Sley, who is originally from Corpus Christi, Texas, but now resides in Santa Clara, California, started out on Wall Street, working as an analyst on the commodities team for Tudor Funds, owned by billionaire Paul Tudor Jones. After the hammer came down during the recession, he relocated to Valdosta, Georgia, taking a job with Archer Midland Daniels as a soybean trader — one with a lot of free time on his hands. “I really got to know the tobacco farmers,” he says. “And I really got to know their problems.”

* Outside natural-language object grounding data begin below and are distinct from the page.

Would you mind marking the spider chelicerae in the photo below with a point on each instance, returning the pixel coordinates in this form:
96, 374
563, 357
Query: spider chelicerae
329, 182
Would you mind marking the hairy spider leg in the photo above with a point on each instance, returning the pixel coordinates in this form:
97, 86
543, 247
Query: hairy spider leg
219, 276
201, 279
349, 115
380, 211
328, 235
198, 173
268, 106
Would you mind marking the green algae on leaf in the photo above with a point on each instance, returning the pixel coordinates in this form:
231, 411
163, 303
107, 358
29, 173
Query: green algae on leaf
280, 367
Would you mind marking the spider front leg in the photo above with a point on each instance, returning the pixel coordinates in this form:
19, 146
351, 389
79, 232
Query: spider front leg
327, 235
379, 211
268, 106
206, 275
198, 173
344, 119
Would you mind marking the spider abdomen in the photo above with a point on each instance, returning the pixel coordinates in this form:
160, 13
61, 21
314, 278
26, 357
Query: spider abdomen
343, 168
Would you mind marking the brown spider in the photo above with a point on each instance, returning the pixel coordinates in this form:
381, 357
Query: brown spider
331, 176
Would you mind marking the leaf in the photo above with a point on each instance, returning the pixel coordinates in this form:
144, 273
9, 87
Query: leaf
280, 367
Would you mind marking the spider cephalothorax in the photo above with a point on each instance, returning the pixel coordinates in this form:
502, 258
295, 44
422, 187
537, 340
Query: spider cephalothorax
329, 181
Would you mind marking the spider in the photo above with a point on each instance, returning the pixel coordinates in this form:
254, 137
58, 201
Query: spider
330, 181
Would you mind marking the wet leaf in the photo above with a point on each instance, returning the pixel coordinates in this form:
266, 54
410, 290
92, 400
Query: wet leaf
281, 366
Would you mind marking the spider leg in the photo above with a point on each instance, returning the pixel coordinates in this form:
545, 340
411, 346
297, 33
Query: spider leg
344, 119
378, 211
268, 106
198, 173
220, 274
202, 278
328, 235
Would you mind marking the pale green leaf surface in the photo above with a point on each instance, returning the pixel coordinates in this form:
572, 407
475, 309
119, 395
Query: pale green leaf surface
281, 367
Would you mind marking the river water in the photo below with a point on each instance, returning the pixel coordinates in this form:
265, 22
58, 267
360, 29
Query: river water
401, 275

Eventually he resolved to create a small start-up, plunging headlong into one of the most challenging business sectors one can name. Not only is the market dominated by just a few mega-conglomerates, but tobacco itself — which, if used correctly, may well result in death — is one of the the most reviled consumer products on earth. “I’m just providing a service to people who are already enjoying tobacco,” Sley says when asked about the known health risks. “It’s a legal product.”

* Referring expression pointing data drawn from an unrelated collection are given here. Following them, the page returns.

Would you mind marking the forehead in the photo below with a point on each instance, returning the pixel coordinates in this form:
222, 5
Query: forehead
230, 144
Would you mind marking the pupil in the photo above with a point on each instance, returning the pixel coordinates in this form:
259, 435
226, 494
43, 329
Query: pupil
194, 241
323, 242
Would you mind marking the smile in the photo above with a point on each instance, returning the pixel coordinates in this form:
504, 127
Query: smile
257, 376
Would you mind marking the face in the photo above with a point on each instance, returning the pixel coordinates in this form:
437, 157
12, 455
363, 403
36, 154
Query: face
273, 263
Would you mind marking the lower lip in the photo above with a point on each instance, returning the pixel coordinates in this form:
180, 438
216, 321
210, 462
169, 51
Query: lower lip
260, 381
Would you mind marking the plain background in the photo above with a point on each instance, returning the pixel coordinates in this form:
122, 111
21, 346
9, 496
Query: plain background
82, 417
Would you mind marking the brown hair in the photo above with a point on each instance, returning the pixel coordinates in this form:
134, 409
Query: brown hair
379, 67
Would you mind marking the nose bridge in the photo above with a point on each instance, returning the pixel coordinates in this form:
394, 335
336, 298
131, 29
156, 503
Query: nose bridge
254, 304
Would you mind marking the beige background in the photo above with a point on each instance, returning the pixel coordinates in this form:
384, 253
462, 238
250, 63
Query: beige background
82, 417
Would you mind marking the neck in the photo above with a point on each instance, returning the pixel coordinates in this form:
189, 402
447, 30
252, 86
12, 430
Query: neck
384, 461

His goal, he added, is simply to do for tobacco what small-batch producers of whiskeys and heirloom tomatoes were doing around the country. “Nobody was doing that yet with tobacco,” he explains. American Spirit, which markets itself as organic, actually has fire retardant chemicals in its paper wrapping. And since 2001, it has been owned by Reynolds American, the second largest tobacco company in the country. Sales of American Spirits generated some $658 million last year. In comparison, Sley currently sells about 1,500 cartons of Hestia a month via his website, which amounts to less than $1 million per year.
Despite technically being around since 2010, Hestia didn’t really find its way into the hands of hipsters and the fashion crowd until Art Basel this past December, when Paris Hilton and Harry Brant were handed packs at a pop-up event and were promptly photographed smoking the brown-papered smokes. A Fashion Week party with Galore magazine and Rose McGowan brought the product to New York in February, and a few weeks later Matthew Broderick was spotted scooping up several orange packages of the product at the after-party for a Cinema Society screening of I Saw the Light.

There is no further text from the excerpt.